Expression language injection (MVEL)¶
ID: java/mvel-expression-injection
Kind: path-problem
Security severity: 9.3
Severity: error
Precision: high
Tags:
- security
- external/cwe/cwe-094
Query suites:
- java-code-scanning.qls
- java-security-extended.qls
- java-security-and-quality.qls
Click to see the query in the CodeQL repository
MVEL is an expression language based on Java-syntax, which offers many features including invocation of methods available in the JVM. If a MVEL expression is built using attacker-controlled data, and then evaluated, then it may allow attackers to run arbitrary code.
Recommendation¶
Including user input in a MVEL expression should be avoided.
Example¶
In the following sample, the first example uses untrusted data to build a MVEL expression and then runs it in the default context.
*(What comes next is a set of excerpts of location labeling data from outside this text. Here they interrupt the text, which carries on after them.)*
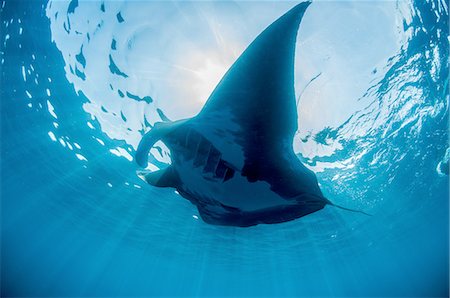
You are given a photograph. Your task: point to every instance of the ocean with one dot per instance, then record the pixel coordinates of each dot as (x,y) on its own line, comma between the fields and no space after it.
(82,81)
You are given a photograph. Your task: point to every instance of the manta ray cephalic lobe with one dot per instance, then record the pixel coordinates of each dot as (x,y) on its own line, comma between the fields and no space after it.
(235,159)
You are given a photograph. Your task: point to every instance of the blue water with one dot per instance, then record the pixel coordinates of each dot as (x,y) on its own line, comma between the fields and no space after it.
(76,220)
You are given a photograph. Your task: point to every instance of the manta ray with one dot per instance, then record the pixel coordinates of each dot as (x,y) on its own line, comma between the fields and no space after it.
(235,160)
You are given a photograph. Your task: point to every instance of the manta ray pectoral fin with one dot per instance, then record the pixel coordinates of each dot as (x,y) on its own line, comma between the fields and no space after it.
(167,177)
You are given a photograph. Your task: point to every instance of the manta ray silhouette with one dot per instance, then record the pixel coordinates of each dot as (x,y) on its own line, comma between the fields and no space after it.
(235,159)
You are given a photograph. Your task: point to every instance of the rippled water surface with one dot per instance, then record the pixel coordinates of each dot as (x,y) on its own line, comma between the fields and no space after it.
(82,81)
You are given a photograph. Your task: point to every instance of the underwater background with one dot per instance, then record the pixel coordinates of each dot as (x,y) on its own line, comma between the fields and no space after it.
(82,81)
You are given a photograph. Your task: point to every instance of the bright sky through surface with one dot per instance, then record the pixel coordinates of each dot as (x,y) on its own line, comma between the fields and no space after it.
(176,52)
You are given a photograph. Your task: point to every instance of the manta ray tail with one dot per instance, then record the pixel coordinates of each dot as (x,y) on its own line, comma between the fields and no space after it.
(348,209)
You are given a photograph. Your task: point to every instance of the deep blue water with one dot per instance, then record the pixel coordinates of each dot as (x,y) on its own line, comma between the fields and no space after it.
(77,221)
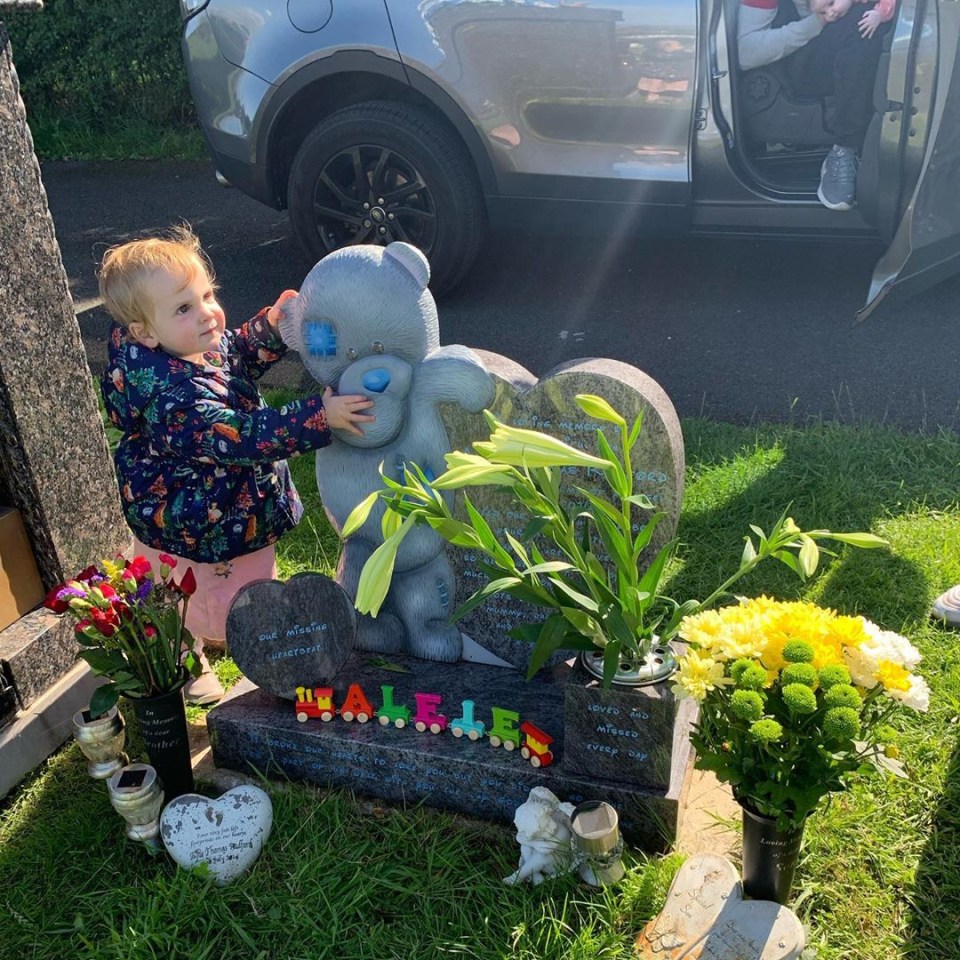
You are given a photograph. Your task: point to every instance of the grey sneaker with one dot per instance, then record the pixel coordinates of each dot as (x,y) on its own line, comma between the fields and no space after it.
(838,179)
(947,607)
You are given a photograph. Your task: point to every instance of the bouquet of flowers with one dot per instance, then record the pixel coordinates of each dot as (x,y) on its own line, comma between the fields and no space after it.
(794,700)
(130,625)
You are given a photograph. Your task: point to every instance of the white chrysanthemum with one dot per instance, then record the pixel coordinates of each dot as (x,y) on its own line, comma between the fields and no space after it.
(887,645)
(917,697)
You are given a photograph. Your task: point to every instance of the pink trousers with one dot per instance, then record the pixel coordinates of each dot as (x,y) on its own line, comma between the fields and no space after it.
(217,585)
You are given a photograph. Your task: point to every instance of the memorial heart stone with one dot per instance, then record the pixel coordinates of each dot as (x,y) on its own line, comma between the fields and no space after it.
(286,635)
(225,834)
(706,918)
(549,405)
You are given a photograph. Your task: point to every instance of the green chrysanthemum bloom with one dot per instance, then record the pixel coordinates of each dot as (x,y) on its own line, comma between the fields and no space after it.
(797,651)
(841,723)
(746,704)
(799,699)
(749,675)
(799,673)
(886,734)
(739,667)
(843,695)
(833,674)
(766,731)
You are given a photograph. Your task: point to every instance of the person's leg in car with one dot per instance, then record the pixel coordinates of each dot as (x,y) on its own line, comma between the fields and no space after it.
(842,64)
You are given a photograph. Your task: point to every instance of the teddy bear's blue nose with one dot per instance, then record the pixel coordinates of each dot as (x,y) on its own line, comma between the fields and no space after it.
(376,380)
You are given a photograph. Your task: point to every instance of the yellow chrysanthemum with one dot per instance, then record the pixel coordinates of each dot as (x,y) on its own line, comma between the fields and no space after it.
(698,675)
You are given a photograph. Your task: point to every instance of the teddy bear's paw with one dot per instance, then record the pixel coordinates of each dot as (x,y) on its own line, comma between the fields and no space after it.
(385,634)
(436,641)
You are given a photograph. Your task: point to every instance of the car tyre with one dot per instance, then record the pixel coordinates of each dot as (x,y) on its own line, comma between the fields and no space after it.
(399,154)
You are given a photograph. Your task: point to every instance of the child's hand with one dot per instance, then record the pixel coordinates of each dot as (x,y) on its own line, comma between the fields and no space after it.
(276,311)
(343,412)
(868,23)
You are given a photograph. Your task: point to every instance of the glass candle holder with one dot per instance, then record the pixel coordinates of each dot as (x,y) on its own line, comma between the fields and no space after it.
(137,796)
(596,842)
(101,740)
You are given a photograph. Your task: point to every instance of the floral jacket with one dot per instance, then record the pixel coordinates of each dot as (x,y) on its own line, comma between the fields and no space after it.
(201,464)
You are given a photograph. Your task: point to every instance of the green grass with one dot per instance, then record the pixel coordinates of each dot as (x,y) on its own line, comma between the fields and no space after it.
(61,138)
(879,876)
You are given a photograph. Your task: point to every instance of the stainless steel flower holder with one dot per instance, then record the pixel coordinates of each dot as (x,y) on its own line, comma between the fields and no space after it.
(136,794)
(101,741)
(658,664)
(597,845)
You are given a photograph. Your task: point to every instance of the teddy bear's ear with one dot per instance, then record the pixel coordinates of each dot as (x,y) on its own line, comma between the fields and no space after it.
(291,319)
(411,259)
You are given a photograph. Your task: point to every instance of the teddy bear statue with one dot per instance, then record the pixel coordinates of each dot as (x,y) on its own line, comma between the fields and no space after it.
(543,832)
(364,322)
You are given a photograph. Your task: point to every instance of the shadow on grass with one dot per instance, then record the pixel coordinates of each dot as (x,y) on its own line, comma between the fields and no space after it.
(934,918)
(838,478)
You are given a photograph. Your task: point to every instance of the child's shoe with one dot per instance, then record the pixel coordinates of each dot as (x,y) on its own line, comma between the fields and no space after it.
(947,607)
(205,689)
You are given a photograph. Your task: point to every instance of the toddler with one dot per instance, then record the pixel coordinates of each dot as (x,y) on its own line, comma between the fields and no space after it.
(201,464)
(881,12)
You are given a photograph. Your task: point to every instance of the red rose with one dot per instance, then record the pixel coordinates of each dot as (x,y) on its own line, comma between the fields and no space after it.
(139,567)
(55,604)
(188,585)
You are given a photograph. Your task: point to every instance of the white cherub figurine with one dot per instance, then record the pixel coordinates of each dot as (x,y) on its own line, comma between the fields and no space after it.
(543,832)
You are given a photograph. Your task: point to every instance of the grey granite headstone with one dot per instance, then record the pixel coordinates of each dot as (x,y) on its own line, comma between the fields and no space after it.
(293,634)
(624,733)
(254,732)
(549,405)
(55,467)
(706,917)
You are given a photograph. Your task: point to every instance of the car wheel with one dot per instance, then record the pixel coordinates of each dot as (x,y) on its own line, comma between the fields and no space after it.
(378,172)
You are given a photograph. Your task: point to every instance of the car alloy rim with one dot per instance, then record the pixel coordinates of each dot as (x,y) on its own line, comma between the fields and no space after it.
(372,194)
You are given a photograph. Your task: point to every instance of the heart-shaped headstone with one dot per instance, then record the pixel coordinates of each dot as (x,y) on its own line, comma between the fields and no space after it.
(286,635)
(225,834)
(549,405)
(706,918)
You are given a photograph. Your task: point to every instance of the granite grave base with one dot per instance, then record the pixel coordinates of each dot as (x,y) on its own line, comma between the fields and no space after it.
(257,731)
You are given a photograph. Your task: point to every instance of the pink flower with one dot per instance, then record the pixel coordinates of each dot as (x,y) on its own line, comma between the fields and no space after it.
(139,567)
(188,585)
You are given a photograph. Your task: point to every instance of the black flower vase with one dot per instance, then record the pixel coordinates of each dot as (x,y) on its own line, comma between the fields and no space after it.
(769,857)
(163,724)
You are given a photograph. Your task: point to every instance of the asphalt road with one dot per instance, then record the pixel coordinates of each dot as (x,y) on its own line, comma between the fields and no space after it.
(736,330)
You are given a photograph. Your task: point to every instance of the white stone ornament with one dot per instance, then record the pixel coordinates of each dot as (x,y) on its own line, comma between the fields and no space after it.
(226,834)
(706,918)
(543,832)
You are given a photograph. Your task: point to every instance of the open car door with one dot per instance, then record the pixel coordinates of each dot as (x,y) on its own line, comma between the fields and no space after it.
(918,154)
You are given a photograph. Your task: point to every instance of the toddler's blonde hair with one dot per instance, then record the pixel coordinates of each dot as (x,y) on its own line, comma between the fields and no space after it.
(126,266)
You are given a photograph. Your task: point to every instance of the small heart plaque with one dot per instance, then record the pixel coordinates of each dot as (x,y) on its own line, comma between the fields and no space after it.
(286,635)
(706,918)
(225,834)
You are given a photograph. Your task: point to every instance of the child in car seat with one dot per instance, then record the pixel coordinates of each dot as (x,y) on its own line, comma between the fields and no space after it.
(201,466)
(881,12)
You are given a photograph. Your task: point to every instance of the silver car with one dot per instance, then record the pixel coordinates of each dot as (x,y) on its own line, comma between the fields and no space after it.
(422,120)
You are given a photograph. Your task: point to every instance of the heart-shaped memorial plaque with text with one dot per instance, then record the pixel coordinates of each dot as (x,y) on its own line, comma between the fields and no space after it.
(286,635)
(225,834)
(549,405)
(706,918)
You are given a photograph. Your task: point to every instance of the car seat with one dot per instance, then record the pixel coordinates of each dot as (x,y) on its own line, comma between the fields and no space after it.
(770,112)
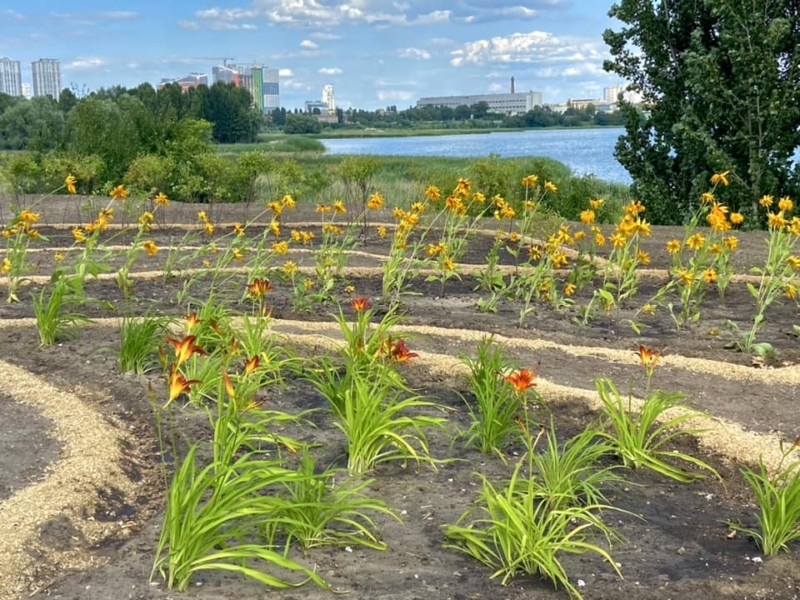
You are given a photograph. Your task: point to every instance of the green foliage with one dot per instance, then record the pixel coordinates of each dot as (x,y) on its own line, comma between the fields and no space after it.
(301,124)
(523,526)
(140,339)
(719,81)
(496,408)
(778,498)
(212,513)
(318,510)
(51,309)
(641,439)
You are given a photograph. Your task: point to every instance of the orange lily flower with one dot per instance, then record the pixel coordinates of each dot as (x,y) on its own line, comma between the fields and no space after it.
(185,348)
(521,379)
(360,304)
(178,384)
(191,321)
(400,352)
(258,287)
(251,364)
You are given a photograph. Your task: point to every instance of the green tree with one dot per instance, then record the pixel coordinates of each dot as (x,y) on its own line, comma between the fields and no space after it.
(720,81)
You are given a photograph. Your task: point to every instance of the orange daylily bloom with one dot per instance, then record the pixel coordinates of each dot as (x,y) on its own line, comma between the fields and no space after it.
(258,287)
(648,357)
(400,352)
(251,364)
(191,321)
(185,348)
(360,304)
(521,379)
(178,384)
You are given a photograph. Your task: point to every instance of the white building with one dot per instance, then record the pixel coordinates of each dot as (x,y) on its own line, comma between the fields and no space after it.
(328,98)
(10,77)
(509,104)
(46,77)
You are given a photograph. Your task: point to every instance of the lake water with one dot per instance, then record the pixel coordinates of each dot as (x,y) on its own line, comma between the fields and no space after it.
(583,150)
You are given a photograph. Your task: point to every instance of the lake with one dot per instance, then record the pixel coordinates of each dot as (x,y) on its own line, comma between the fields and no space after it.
(583,150)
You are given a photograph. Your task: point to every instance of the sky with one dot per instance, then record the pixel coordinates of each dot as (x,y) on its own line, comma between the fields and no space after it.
(376,53)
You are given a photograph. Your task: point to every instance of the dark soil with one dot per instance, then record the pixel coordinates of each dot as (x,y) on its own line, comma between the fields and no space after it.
(675,541)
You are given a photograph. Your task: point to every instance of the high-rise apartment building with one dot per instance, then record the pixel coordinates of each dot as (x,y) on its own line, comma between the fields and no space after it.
(328,98)
(46,77)
(10,77)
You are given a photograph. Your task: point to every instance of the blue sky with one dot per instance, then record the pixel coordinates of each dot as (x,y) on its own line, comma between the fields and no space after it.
(375,52)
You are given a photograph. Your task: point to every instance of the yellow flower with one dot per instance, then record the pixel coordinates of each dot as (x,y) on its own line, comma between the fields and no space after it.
(432,193)
(150,247)
(118,192)
(530,180)
(559,259)
(69,183)
(776,220)
(78,235)
(289,268)
(617,240)
(785,204)
(718,178)
(696,241)
(707,198)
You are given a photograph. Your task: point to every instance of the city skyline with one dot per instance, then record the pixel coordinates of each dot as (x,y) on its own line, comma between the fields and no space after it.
(376,53)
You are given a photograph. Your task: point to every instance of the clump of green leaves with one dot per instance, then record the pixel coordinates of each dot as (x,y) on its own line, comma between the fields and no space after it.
(642,438)
(525,525)
(778,498)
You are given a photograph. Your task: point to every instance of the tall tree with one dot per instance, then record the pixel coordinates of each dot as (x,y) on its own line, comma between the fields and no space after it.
(720,81)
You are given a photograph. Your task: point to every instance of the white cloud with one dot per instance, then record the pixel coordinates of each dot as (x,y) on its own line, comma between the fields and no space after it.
(121,14)
(415,53)
(87,63)
(326,36)
(393,95)
(533,47)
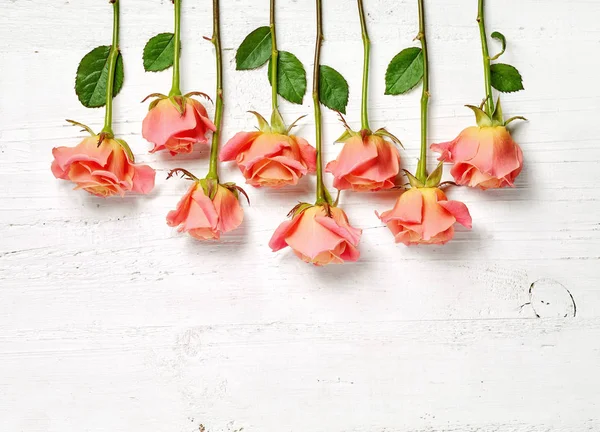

In the second example, the untrusted data is validated with a custom method that checks that the expression does not contain unexpected code before evaluating it.
public void evaluate(Socket socket) throws IOException {
try (BufferedReader reader = new BufferedReader(
new InputStreamReader(socket.getInputStream()))) {
String expression = reader.readLine();
// BAD: the user-provided expression is directly evaluated
MVEL.eval(expression);
}
}
public void safeEvaluate(Socket socket) throws IOException {
try (BufferedReader reader = new BufferedReader(
new InputStreamReader(socket.getInputStream()))) {
String expression = reader.readLine();
// GOOD: the user-provided expression is validated before evaluation
validateExpression(expression);
MVEL.eval(expression);
}
}
private void validateExpression(String expression) {
// Validate that the expression does not contain unexpected code.
// For instance, this can be done with allow-lists or deny-lists of code patterns.
}
References¶
MVEL Documentation: Language Guide for 2.0.
OWASP: Expression Language Injection.
Common Weakness Enumeration: CWE-94.